Bambra

History
- Builder: AKT GES Weser
- Completed: August 1903
- Identification: Official number 139033
- Fate: Scrapped

General characteristics
- Tonnage: 3,302 GRT, 2,578 DWT
- Propulsion: Triple expansion engine
- Speed: 14 knots

= Bambra (ship) =

Bambra was a ship by AKT GES Weser for Norddeutscher Lloyd in 1903 and subsequently operated by a number of other operators.

==History==
The ship was completed in August 1903 by AKT GES Weser, Bremen for Norddeutscher Lloyd as the Prinz Sigismund for use on the Singapore to Australia service.

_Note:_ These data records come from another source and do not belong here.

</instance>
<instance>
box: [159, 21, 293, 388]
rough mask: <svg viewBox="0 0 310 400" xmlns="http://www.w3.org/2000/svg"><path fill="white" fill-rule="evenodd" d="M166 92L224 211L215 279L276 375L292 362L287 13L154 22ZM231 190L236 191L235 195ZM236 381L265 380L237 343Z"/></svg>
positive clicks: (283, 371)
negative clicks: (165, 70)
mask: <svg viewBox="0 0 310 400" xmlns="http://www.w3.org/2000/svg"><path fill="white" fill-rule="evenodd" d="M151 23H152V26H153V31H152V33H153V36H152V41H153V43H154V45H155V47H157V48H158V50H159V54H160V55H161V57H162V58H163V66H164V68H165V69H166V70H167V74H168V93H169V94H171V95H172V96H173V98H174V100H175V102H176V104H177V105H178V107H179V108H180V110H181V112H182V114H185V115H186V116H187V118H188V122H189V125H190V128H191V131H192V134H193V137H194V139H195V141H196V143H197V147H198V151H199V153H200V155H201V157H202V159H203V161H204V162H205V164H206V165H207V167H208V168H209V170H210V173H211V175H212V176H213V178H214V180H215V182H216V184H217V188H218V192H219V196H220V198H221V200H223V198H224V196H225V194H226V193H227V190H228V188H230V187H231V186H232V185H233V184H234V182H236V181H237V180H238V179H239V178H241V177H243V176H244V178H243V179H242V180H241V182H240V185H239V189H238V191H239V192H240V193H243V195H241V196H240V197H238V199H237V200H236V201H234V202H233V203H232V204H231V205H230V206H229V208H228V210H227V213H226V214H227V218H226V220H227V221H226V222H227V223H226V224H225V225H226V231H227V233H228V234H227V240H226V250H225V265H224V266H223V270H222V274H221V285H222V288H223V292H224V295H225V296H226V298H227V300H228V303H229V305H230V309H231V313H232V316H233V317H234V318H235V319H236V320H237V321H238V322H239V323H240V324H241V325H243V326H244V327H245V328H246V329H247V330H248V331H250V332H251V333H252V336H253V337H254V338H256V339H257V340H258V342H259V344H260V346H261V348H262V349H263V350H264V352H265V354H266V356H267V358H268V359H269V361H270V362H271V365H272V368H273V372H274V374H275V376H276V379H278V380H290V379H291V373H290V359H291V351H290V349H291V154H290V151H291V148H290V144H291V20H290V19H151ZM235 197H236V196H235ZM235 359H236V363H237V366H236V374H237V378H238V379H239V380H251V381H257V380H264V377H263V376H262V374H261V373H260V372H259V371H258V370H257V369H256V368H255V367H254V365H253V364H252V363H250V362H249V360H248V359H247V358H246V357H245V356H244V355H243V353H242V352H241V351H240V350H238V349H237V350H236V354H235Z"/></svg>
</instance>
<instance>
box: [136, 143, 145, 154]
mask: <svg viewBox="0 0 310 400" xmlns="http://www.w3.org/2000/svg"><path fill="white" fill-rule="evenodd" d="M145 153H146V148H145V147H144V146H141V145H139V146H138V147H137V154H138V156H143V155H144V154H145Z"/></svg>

Upon the outbreak of World War I, it was seized on 4 August 1914 by the Government of Australia in Brisbane at the request of the Government of the United Kingdom. After court action over the ownership of its cargo, it was briefly operated by the Royal Australian Navy renamed the N2. It proved unsatisfactory and was laid up before being chartered to Stateships as a replacement for the Western Australia. It arrived in Fremantle in June 1915, being renamed Bambra in June 1916.

It proved to be too large and deep for ports on the North West Australia service, often running aground and colliding with jetties. Having been replaced by the Koolinda, it was transferred to the Board of Trade, leaving for Harwich in February 1927 and scrapped in 1928.